我可不敢怠慢她:“不是,是刚才起来没多久,肚子不饿。”
这是大实话,有时候什麽借口都不如实话来的有说服力。与其说那些更客套的借口,不如实话实说。
太後点点头,指指自己桌上:“把这个杨梅素寸端过去给侍君。”又跟我说:“这个开胃。”
我连忙点头道谢。就是这麽一低头的功夫,头上那顶沈重的冠戴又重重扯了一下头皮,痛得我咬牙直吸气。

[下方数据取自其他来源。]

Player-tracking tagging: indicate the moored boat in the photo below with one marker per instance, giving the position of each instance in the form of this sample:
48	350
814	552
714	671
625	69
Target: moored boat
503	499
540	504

不用回头,也感觉到下面一片镭射光似的含恨目光冲我刺过来。
皇帝他娘和皇帝挺有默契,母子俩都那麽会作戏,好象我真是个宝贝疙瘩一样。
我只求能多活几天,将来死的时候不要太惨。
逃跑……是不大敢想了。
在这个举目茫然的地方,我这张脸现在又这麽有明星效应了,怎麽跑啊。
一个小碟放到我桌上,我吃了两口,就觉得酸,其它什麽也不觉得。
喝口茶冲冲酸味。
不过这酸味倒提神。
我精神比刚才好多了,台阶下面一个穿宝蓝色绸子衣服的走近前来:“皇兄大喜,臣弟敬你一杯,愿皇兄事事如意,万寿无疆。”
皇帝一笑,端起杯来:“好,承四弟吉言。”
啊,皇帝是老二,他上头有一个哥哥底下有几个弟弟,不过那是先前。皇帝登基前就死的差不多了,硕果仅存两个,一个老四一个老六,老六是病怏子,老四是个花花太岁。二四六,排行都是双数,看来双数是挺吉利的,单数的可不都早死了麽。
不过这个皇帝也是,老婆娶了不是一次两次,这次闹这麽大动静,娶个男的,弟弟过来还过来说恭喜……真是。
我正腹诽不断,旁边的小侍又碰碰我手:“侍君,四王爷跟您敬酒。”
我一擡头,果然那个王爷已经站在桌子跟前,手里端著杯酒,笑容可掬。要说他的长相也是不错的,就是脸上涂了粉……
涂了粉……
涂了粉……
涂了粉……
一个王爷脸上涂粉……
他看我总盯著他的脸看,自己居然很有自知之明,伸手在脸上摸了一把,笑著问我旁边的小侍:“刘童,你看王爷我这个茉莉粉挺白的吧。”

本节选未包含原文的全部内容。